Apollo is the latest company sanctioned in an industrywide sweep into whether private equity firms put their own interests ahead of investors. The Wall Street Journal said Apollo must pay more than $40 million back to pension funds and university endowments in the largest private equity settlement to date.
Bayh, a Democrat who is running against U.S. Congressman Todd Young, R-Indiana, for the U.S. Senate seat being vacated by Sen. Dan Coats, has worked for Apollo since January 2011. Bayh, a former Indiana governor, is seeking to return to the Senate after serving there from 1999 to 2011. He joined Apollo less than three weeks after leaving the Senate.
Jeff Cardwell, chairman of the Indiana Republican Party, called for Bayh to resign from the firm Wednesday.
"It's bad enough that Evan Bayh used his public position to make millions for himself," Cardwell said in a written statement. "If he truly stands for Hoosiers, it's time for Bayh to resign from Apollo and distance himself from this corporate corruption. Hoosiers deserve to know whether Evan Bayh stands for bankers on Wall Street or Hoosiers on Main Street."

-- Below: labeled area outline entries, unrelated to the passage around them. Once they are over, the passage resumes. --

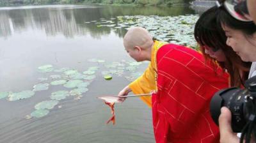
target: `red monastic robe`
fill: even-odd
[[[157,53],[157,93],[152,98],[157,143],[219,142],[209,103],[228,87],[228,75],[214,71],[203,56],[185,47],[163,46]]]

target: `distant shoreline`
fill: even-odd
[[[200,7],[212,7],[215,6],[215,1],[207,1],[207,0],[196,0],[191,1],[190,4],[195,6]]]

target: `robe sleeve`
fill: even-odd
[[[150,93],[150,91],[156,89],[155,72],[151,63],[143,74],[131,82],[129,87],[136,94]],[[151,96],[141,96],[140,98],[151,107]]]

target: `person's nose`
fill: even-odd
[[[230,46],[230,40],[228,38],[227,38],[226,44],[228,46]],[[231,46],[230,46],[231,47]]]
[[[206,49],[204,49],[204,52],[207,55],[210,54],[209,51]]]

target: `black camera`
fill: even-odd
[[[254,120],[255,115],[256,76],[245,82],[244,89],[227,88],[216,93],[210,103],[213,120],[218,125],[220,109],[225,106],[232,113],[234,132],[241,132],[246,124]]]

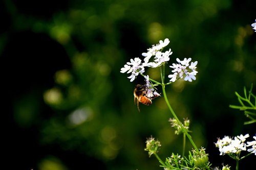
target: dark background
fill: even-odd
[[[131,83],[120,70],[168,38],[168,64],[198,61],[196,81],[166,87],[172,106],[191,120],[193,139],[212,167],[234,168],[214,142],[246,133],[252,140],[256,132],[229,107],[239,105],[235,91],[256,85],[255,7],[254,0],[2,1],[3,167],[162,169],[144,151],[146,138],[161,142],[164,160],[181,154],[182,136],[174,135],[163,98],[138,113],[133,91],[144,80]],[[146,72],[160,81],[157,68]],[[191,148],[188,142],[186,153]],[[241,169],[255,167],[253,159],[241,161]]]

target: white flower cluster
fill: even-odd
[[[131,82],[133,81],[139,74],[142,74],[145,71],[144,67],[157,67],[164,62],[169,60],[169,56],[173,54],[169,51],[165,53],[162,53],[161,51],[167,45],[169,44],[170,41],[168,38],[165,38],[164,41],[159,41],[159,43],[153,45],[152,48],[147,49],[147,53],[142,53],[142,56],[145,57],[144,62],[141,62],[141,60],[137,57],[133,59],[131,59],[131,62],[127,62],[124,65],[124,67],[121,68],[120,72],[124,73],[132,73],[131,76],[128,77]],[[154,62],[149,62],[150,59],[152,56],[155,56]]]
[[[146,94],[147,97],[150,99],[153,99],[160,96],[160,94],[155,90],[153,86],[150,82],[150,77],[148,75],[145,76],[144,78],[146,81],[146,84],[145,85],[146,86],[147,89]]]
[[[251,25],[251,27],[253,27],[253,29],[254,30],[254,32],[256,32],[256,19],[255,19],[255,22]]]
[[[165,38],[163,41],[159,41],[159,43],[153,45],[152,47],[147,49],[147,53],[143,53],[142,56],[145,57],[144,62],[142,62],[141,60],[139,58],[135,58],[134,59],[131,59],[131,62],[128,62],[124,67],[121,68],[120,72],[127,74],[131,73],[131,75],[127,78],[130,79],[130,81],[133,81],[139,74],[142,74],[145,71],[144,67],[157,67],[163,64],[166,63],[170,60],[169,56],[173,54],[170,48],[169,50],[163,53],[162,50],[167,46],[170,41],[168,38]],[[173,75],[170,75],[168,77],[170,78],[170,82],[174,82],[178,78],[182,78],[184,76],[184,80],[192,81],[192,80],[196,80],[196,75],[198,71],[196,71],[197,68],[197,61],[191,62],[191,58],[188,59],[185,58],[184,60],[180,61],[177,59],[179,64],[173,64],[170,66],[174,68],[172,71]]]
[[[185,58],[183,61],[180,61],[179,59],[177,58],[176,60],[179,64],[174,63],[172,66],[170,66],[170,68],[174,69],[172,71],[174,74],[168,76],[168,77],[170,79],[170,82],[174,82],[178,78],[182,79],[184,76],[185,81],[191,82],[192,80],[196,80],[196,75],[198,72],[196,71],[197,61],[195,62],[191,62],[189,65],[189,62],[191,60],[191,58],[188,59]]]
[[[254,141],[245,143],[246,139],[248,137],[249,134],[245,135],[241,135],[237,136],[233,139],[229,136],[225,136],[222,139],[218,139],[217,142],[215,143],[216,147],[219,148],[220,155],[224,154],[239,154],[242,151],[246,151],[254,153],[256,155],[256,135],[253,136]],[[247,148],[251,148],[247,149]]]

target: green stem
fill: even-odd
[[[178,123],[179,125],[180,126],[181,129],[182,129],[182,131],[184,134],[186,134],[187,136],[187,138],[190,141],[191,143],[193,145],[194,148],[198,152],[199,152],[199,150],[197,148],[197,146],[196,145],[196,144],[195,144],[195,142],[194,142],[193,140],[192,140],[192,138],[191,137],[191,136],[188,134],[187,130],[184,128],[183,127],[182,124],[180,122],[180,120],[178,118],[177,116],[174,112],[174,111],[173,110],[173,108],[170,106],[170,103],[169,103],[169,100],[167,98],[167,95],[166,95],[166,92],[165,92],[165,85],[164,84],[164,64],[163,64],[163,70],[162,70],[162,67],[161,67],[161,78],[162,80],[162,88],[163,89],[163,96],[164,98],[164,100],[165,100],[165,102],[166,103],[166,104],[169,108],[169,109],[170,111],[170,112],[173,114],[173,116],[175,119],[177,120]]]
[[[185,156],[185,149],[186,148],[186,134],[183,133],[183,151],[182,152],[182,158]]]
[[[236,161],[237,161],[237,165],[236,165],[236,170],[238,170],[238,163],[239,162],[239,160],[237,159]]]
[[[187,138],[188,138],[188,140],[189,140],[190,142],[191,142],[191,144],[192,144],[192,145],[193,145],[195,149],[197,152],[199,152],[199,150],[198,150],[197,146],[195,144],[195,142],[194,142],[193,140],[192,139],[191,136],[188,134],[187,130],[184,128],[183,126],[182,125],[182,124],[180,122],[180,120],[179,120],[179,118],[178,118],[177,116],[176,115],[176,114],[174,112],[174,110],[173,110],[173,108],[172,108],[172,107],[170,106],[170,105],[169,103],[169,101],[168,100],[168,99],[167,98],[166,93],[165,92],[165,86],[164,85],[162,85],[162,87],[163,89],[163,96],[164,98],[164,100],[165,100],[165,102],[166,103],[166,104],[167,104],[168,107],[169,108],[169,109],[170,110],[170,112],[173,114],[174,118],[175,118],[175,119],[177,120],[178,123],[179,124],[179,125],[180,126],[181,129],[182,129],[182,131],[184,132],[184,133],[186,134]]]
[[[157,154],[156,153],[154,153],[154,154],[155,155],[155,156],[156,156],[157,159],[158,159],[158,160],[159,161],[159,162],[161,163],[161,164],[163,166],[165,166],[165,164],[164,164],[164,163],[163,162],[162,159],[161,159],[161,158],[158,156],[158,155],[157,155]]]

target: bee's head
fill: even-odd
[[[144,91],[146,89],[146,86],[145,85],[137,84],[135,86],[135,88],[138,91]]]

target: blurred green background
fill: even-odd
[[[182,136],[163,98],[138,112],[133,91],[144,80],[131,83],[120,70],[168,38],[169,65],[198,61],[196,81],[166,87],[174,110],[191,120],[212,167],[234,167],[214,143],[246,133],[252,140],[256,132],[229,107],[238,105],[235,91],[256,85],[255,7],[254,0],[2,1],[4,163],[11,169],[162,169],[144,151],[146,138],[161,142],[164,159],[181,154]],[[146,71],[160,81],[158,69]],[[253,159],[241,167],[255,167]]]

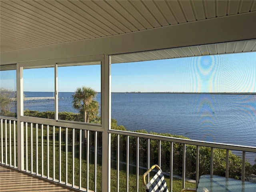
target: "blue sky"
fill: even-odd
[[[256,52],[112,64],[112,92],[253,92]],[[15,71],[1,71],[1,87],[16,89]],[[54,91],[54,68],[24,70],[24,91]],[[100,90],[99,65],[58,68],[60,92],[82,85]]]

Four fund advisers affiliated with Apollo failed to adequately disclose lump-sum payments it expects to receive from the sale of portfolio companies, the SEC said in a statement Tuesday. That reduced amounts available for distribution to fund investors, the SEC said. New York-based Apollo, which didn’t admit or deny wrongdoing, agreed to pay a $12.5 million penalty and about $40 million in disgorgement and interest.
Wall Street’s top cop has made policing private equity fees a priority. Blackstone Group LP and KKR & Co. were both fined last year by the regulator over how they informed investors of fund costs. The agency has focused on what’s known as accelerated monitoring fees, which firms charge the companies they own for services like advisory and legal work. The practice lowers the value of portfolio companies, which reduces potential profits available to clients.

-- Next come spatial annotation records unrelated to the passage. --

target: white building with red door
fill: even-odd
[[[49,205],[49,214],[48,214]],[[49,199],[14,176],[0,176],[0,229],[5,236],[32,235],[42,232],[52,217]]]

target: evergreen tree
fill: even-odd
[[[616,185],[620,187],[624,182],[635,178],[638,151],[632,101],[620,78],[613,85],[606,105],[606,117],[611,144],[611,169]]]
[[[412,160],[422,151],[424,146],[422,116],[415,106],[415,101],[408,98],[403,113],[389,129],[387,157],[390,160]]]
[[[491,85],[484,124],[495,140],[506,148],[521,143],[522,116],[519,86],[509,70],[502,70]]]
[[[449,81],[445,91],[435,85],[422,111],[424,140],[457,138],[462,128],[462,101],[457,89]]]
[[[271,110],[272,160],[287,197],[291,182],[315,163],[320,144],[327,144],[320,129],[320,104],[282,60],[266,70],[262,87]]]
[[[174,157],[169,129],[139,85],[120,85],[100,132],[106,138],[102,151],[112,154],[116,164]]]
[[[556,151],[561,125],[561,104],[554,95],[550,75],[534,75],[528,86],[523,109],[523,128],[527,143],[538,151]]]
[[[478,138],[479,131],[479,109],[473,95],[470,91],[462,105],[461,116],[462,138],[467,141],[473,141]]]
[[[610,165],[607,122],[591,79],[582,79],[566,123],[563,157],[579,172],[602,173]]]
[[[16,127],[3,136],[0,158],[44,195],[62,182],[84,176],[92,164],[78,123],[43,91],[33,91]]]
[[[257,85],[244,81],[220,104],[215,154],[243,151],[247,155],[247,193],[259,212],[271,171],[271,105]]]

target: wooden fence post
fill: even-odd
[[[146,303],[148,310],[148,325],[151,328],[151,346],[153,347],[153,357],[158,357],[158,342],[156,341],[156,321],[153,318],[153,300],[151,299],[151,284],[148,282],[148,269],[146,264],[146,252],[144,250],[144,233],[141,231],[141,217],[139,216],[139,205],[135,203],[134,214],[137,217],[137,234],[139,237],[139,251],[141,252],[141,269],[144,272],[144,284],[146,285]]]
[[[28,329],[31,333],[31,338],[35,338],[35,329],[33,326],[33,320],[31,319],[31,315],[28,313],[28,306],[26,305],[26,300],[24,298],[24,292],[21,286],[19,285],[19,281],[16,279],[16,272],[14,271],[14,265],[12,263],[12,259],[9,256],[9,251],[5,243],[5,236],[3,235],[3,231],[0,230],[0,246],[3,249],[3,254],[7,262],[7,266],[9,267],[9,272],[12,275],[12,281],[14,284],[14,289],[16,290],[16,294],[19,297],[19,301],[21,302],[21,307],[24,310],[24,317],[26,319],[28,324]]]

“A common theme in our recent enforcement actions against private-equity firms is their failure to properly disclose fees and conflicts of interest to fund investors,” Andrew J. Ceresney, head of the SEC’s division of enforcement, said in the statement.
The former senior partner, whom the SEC didn’t name, was caught twice for improperly charging personal expenses to Apollo funds and portfolio companies from January 2010 through June 2013, according to the agency. That partner was Ali Rashid, according to two people with knowledge of the matter. Rashid left the firm in 2014.
With only repayment and a verbal reprimand as punishment, Apollo failed to find other instances where the partner saddled the fund with personal expenses. A firm-wide review led to the discovery of the additional charges, which resulted in the partner’s January 2014 departure from the firm.
“Apollo seeks to act appropriately and in the best interest of the funds it manages at all times,” Eric Kuo, an outside spokesman for Apollo, said in an e-mailed statement. “Long before the SEC inquiry began, Apollo had enhanced its disclosure and compliance relating to these matters.”